Yenilikler

Parkinson benzeri semptomlarla bağlantılı inaktive protein kompleksi

Genlerin kapalı tutulmasında kilit rol oynayan belirli bir protein kompleksinin etkisiz hale getirilmesi, sinir hücrelerinin yeterli miktarda temel nörotransmitter üretmemesine yol açar. Bu, Parkinson ve anksiyete bozuklukları gibi hastalıkların açıklamasının bir parçası olabilir. Bu, Umeå Üniversitesi, Lund Üniversitesi ve İsveç’teki Karolinska Enstitüsü’ndeki araştırmacılar tarafından yapılan bir keşfin sonucudur.

“Gördük ki bu protein kompleksi etkisiz hale getirilirse, diğer işlevleri kontrol eden genleri kapalı tutma yeteneği bozulur. Bu da sinir hücrelerinin işlevini sürdürmek için gereken genleri kapatır. Hayvan çalışmalarında görebiliyoruz. Umeå Üniversitesi Moleküler Biyoloji Bölümü’nde profesör ve çalışmanın baş yazarlarından biri olan Johan Holmberg, hayvanların davranışlarında Parkinson hastalığında meydana gelenlere benzer bir değişiklik olduğunu söylüyor.

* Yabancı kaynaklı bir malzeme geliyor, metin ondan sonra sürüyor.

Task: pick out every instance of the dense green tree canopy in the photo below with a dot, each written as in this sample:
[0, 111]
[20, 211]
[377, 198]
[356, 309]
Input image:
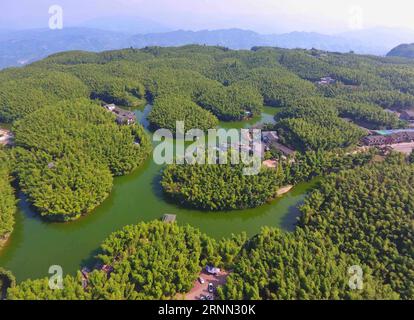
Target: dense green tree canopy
[220, 187]
[7, 198]
[67, 154]
[171, 108]
[283, 266]
[149, 260]
[368, 213]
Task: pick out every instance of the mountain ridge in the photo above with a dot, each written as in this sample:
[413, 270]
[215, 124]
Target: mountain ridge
[18, 48]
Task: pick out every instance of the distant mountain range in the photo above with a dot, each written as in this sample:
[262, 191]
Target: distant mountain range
[21, 47]
[402, 51]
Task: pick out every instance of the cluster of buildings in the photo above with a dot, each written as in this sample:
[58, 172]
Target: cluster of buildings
[389, 137]
[123, 117]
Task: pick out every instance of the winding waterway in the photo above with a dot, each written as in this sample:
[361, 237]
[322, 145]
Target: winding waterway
[35, 245]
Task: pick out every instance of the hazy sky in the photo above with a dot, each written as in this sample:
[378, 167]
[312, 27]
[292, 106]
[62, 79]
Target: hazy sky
[266, 16]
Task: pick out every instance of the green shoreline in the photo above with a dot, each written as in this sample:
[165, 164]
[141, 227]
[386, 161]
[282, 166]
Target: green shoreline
[35, 245]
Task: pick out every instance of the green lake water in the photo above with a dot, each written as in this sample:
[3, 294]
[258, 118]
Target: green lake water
[35, 245]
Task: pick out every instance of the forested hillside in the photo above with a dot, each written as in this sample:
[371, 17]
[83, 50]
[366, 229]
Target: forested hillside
[402, 51]
[7, 199]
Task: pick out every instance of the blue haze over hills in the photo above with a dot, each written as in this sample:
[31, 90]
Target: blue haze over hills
[20, 47]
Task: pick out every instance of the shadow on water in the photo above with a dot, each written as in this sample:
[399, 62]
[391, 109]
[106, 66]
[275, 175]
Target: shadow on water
[36, 244]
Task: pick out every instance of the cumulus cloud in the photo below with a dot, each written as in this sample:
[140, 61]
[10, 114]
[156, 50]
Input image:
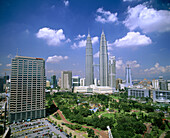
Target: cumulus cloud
[56, 59]
[82, 43]
[121, 65]
[53, 37]
[66, 3]
[147, 19]
[130, 0]
[50, 71]
[10, 56]
[158, 69]
[8, 65]
[133, 39]
[96, 55]
[105, 16]
[27, 31]
[80, 37]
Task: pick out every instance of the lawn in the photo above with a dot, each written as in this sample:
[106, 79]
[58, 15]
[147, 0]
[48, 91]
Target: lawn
[109, 115]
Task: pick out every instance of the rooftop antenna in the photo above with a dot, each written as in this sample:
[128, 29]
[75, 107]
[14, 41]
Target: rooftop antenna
[102, 31]
[17, 52]
[88, 32]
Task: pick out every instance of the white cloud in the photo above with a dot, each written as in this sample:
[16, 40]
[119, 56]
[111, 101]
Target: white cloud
[158, 69]
[82, 43]
[133, 39]
[53, 37]
[56, 59]
[121, 65]
[8, 65]
[68, 40]
[147, 19]
[50, 71]
[130, 0]
[96, 55]
[95, 40]
[27, 31]
[133, 64]
[66, 2]
[80, 37]
[110, 46]
[10, 56]
[105, 16]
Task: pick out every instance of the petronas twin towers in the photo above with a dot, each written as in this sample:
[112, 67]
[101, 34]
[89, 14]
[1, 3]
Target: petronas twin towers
[103, 62]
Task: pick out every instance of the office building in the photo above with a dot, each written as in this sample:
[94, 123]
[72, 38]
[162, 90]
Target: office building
[128, 77]
[96, 82]
[118, 82]
[89, 62]
[168, 83]
[47, 83]
[155, 84]
[112, 71]
[27, 97]
[92, 89]
[103, 61]
[75, 81]
[59, 82]
[53, 81]
[163, 85]
[82, 82]
[66, 80]
[1, 84]
[138, 92]
[162, 96]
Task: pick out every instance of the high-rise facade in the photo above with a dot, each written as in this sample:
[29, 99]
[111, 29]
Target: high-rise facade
[128, 76]
[103, 61]
[54, 81]
[112, 71]
[66, 79]
[89, 62]
[76, 81]
[27, 98]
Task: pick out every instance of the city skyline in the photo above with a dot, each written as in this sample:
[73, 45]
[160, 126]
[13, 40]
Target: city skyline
[136, 30]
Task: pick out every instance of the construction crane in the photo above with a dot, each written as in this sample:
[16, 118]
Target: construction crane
[109, 131]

Nöronlar fetal gelişim sırasında oluştuktan sonra, genellikle kimliklerini ve işlevlerini yaşamın geri kalanı boyunca korurlar. Sinir hücresinin aktif olması için gerekli olan gen programlarının yanı sıra, diğer özellikleri kontrol eden genlerin de kalıcı olarak “susturulması” gerekmektedir. Mevcut çalışma, alakasız genlerin bu susturulmasının spesifik bir protein kompleksi olan PRC2’ye bağlı olduğunu göstermektedir.

İşlevsel bir PRC2 kompleksi olmadan, önemli nörotransmiterler olan dopamin ve serotonini üreten olgun nöronlar yavaş yavaş kimliklerini ve işlevlerini kaybederler. Parkinson hastalığında dopamin üreten hücreler ölürken, serotonin eksikliği zihinsel sağlık sorunları ile ilişkilidir. Fareler üzerinde test edildiğinde, araştırmacılar, Parkinson hastalığına özgü motor semptomlar gibi farelerin davranışlarında ilerleyici bir değişiklik gözlemlediler.

“Genlerin düzenlenmesini kontrol eden mekanizmaların, sinir sistemine zarar veren hastalıkların ortaya çıkmasının bir parçası olduğunu görebilirsek, bu, teşhis ve tedavi için ilginç yeni olasılıklar açabilir, ancak daha gidilecek uzun bir yol var” diyor. Johan Holmberg.

Çalışma, farelerde ilgi duyulan sinir hücresi tiplerinde PRC2 protein kompleksinin hayati bir bileşeninin devre dışı bırakılmasıyla yapıldı. Etkiler daha sonra mikroskopi, davranışsal çalışmalar, elektrofizyoloji ve gen ekspresyonunun ve histonların modifikasyonlarının birleştirilmiş bir analizi kullanılarak araştırıldı; bu proteinler, kromozomların uzun DNA bobinlerinin etrafına sarıldığı proteinler.

Araştırmacılar şimdi daha ileri gitmeyi ve fare modellerinde çalışılan mekanizmaların gerçekten de nörodejeneratif veya zihinsel bozukluklara dahil olup olmadığını araştırmayı planlıyorlar. Ek olarak, araştırmacılar, PRC2 kompleksi inaktive edildiğinde genlerin aşağı regülasyonunu tam olarak neyin kontrol ettiğini bulmak istiyorlar. Çalışmada yapılan ilginç bir gözlem, Parkinson hastalığında ölen dopamin üreten nöronların alt tipinin, PRC2 aktivitesinin kaybına karşı özel bir duyarlılık sergilemesi ve gen ifadesinde diğer nöronlardan önemli ölçüde daha büyük değişiklikler sergilemesidir. Bu seçici duyarlılığın arkasındaki mekanizmalar açıklamak istedikleri şeylerden biridir.